Since researchers erroneously reject the null hypothesis, that is, infer that there is a difference in outcomes when there is really no difference, type 1 error is present and the conclusion is not justified according to the data presented.

Wafi Attaallah
Marmara University School of Medicine
Department of General Surgery
Istanbul
Turkey
drwafi2003@yahoo.com

Reference:
1. Randomized clinical trial of short or long interval between neoadjuvant chemoradiotherapy and surgery for rectal cancer E. Akgun, C. Caliskan, O. Bozbiyik , T. Yoldas , M. Sezak, et al. Br J Surg. 2018 Oct;105(11):1417-1425. doi: 10.1002/bjs.10984. Epub 2018 Aug 29.

    Timur Köse

    12 months ago

    We would like to thank to author for their interest in our paper and for taking the time to express their concerns. As indicated in Table 2, the relationship between interval and pCR was investigated by using Chi-Square square analysis, which is one of the appropriate methods for this type of variables. The relationship was found statistically significant and Type-I error level is presented in the table as p value. The accuracy of the result could be verified by the frequencies given in the table.

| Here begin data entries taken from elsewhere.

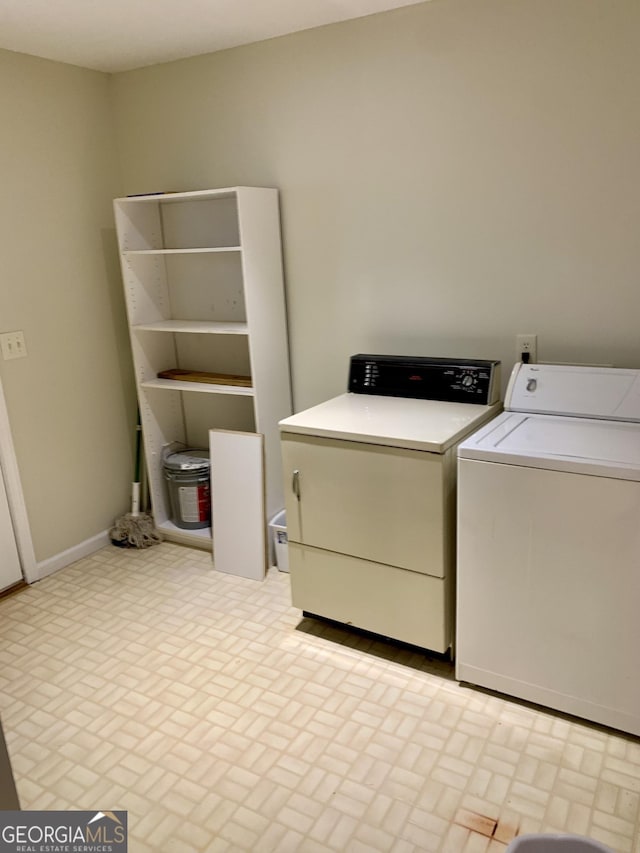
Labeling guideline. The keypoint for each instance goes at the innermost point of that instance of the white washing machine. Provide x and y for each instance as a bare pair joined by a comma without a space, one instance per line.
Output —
548,597
370,494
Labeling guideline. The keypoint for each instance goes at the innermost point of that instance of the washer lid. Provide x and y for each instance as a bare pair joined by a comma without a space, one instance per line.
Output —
580,445
393,421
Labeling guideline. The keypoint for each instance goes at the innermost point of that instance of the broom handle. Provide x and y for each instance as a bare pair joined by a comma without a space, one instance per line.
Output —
135,486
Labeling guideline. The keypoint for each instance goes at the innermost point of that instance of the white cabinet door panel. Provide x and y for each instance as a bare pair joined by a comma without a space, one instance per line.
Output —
10,570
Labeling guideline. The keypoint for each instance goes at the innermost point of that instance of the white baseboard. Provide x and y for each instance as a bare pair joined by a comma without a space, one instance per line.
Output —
65,558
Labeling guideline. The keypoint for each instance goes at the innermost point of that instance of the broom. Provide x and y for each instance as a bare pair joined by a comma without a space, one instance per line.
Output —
135,529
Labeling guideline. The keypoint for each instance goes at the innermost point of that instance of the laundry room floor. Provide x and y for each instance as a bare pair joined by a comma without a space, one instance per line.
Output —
221,720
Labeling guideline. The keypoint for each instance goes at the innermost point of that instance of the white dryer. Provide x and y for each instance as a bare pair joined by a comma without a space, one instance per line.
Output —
548,597
370,494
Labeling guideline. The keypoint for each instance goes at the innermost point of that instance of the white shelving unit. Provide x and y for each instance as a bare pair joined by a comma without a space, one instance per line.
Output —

    Although the multiple regression analysis is a very powerful analytical method, the results from the univariate and multiple regressions tend to be conflicting. A variable may show very significant effect in the univariate analysis but has no role in the multiple regression model. In this study (1) all variables were included in the model without using a selection method because subtracting some of the variables that affect the response variable may ignore the possible effects of these variables (2). In this study (1), regression analysis including sex, age, clinical stage, tumour location, tumour differentiation, TME quality, concomitant chemotherapy and interval to surgery revealed no statistically significant predictors of pCR. These results were clearly stated in the article.

    Timur Köse
    Department of Biostatistics
    Ege University School of Medicine
    Bornova–Izmir
    Turkey
    bozbiyiko@gmail.com

    References:
    1. Akgun E, Caliskan C, Bozbiyik O, Yoldas T, Sezak M, Ozkok S, et al Randomized clinical trial of short or long interval between neoadjuvant chemoradiotherapy and surgery for rectal cancer. Br J Surg 2018; 105: 1417-1425.
    2. Ranstam J, Cook JA. Causal relationship and confounding in statistical models. Br J Surg. 2016; 103:1445-1446.